The following data were collected at inclusion: demographic variables (age, sex, height), Acute Physiology, and Chronic.

Sequential protocol steps

• Step I: Tidal volume (VT) 7 ml/kg-PBW, with constant positive end-expiratory pressure (PEEP), respiratory rate (RR), and insufflation time (0.6 sec), without adding an end-inspiratory pause (EIP). inspiratory: expiratory (I: E) ratio of 1:2. 60 minutes long.
• Step II: VT 5 ml/kg-PBW with constant PEEP, RR, and insufflation time (0.6 sec) without adding an end-inspiratory pause (EIP).
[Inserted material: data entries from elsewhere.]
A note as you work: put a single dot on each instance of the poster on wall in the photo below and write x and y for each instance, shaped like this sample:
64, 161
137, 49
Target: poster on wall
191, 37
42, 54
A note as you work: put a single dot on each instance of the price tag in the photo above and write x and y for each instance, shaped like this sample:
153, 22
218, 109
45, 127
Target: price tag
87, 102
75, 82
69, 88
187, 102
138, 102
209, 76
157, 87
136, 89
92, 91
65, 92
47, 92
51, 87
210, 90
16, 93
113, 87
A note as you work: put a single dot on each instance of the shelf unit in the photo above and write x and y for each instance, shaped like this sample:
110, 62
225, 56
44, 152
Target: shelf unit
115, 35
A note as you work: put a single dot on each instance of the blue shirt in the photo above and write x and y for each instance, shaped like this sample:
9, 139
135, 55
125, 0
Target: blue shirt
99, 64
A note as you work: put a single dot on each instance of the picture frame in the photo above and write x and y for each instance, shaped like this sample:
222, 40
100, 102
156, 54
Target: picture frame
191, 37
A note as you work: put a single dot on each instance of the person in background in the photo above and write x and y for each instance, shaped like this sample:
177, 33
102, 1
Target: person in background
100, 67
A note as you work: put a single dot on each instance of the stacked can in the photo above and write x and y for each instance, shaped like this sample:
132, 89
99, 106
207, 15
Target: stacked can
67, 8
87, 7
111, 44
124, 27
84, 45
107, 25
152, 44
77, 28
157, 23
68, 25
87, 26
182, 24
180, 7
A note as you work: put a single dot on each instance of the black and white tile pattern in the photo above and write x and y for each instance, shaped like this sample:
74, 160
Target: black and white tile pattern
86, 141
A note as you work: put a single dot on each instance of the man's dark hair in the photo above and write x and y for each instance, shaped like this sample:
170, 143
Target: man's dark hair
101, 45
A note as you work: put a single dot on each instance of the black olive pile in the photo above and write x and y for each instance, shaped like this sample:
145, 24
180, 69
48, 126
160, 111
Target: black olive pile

I:E ratio of 1:2. 60 minutes long.
• Step III: EIP will be configured to achieve an I:E ratio of 1:1, keeping constant the insufflation time at 0.6 sec and the VT at 5 ml/kg-PBW. PEEP and RR will not be changed from baseline conditions. 60 minutes long.
• Step IV: The RR will be reduced by 20%, keeping constant the VT in 5 ml/kg-PBW. The insufflation time will be maintained at 0.6 sec, and the I:E ratio was equal to 1:1; consequently, the EIP will be prolonged again. 60 minutes long.

Volumetric capnography will be recorded, and an offline analysis will be performed using the mean value of the last 40 breaths. Gas exchange measurements were also performed at the end of each phase using a conventional blood gas analyzer (GEM® 4000, Instrumentation Laboratory, Lexington, USA). Hemodynamic variables and pulse oximetry will be continuously monitored (Multiparameter Spacelabs 91393). To identify the influence of cardiac output variations on CO2 dynamics, minimally invasive cardiac output monitoring will be installed (Edwards Lifesciences, USA). If needed, a norepinephrine infusion will be used to maintain the mean arterial pressure near 65 mmHg, and no bolus of fluid was administered during the protocol.

Statistical analysis The Shapiro-Wilk test will be performed to determine the distribution of continuous variables, which will be expressed as mean, standard deviation, or median and interquartile range as appropriate. Friedman´s nonparametric test, the Wilcoxon matched-pairs signed-rank test, and Dunn's post hoc comparisons will be performed to compare multiple variables.

A two-tailed p-value less than 0.05 was considered statistically significant.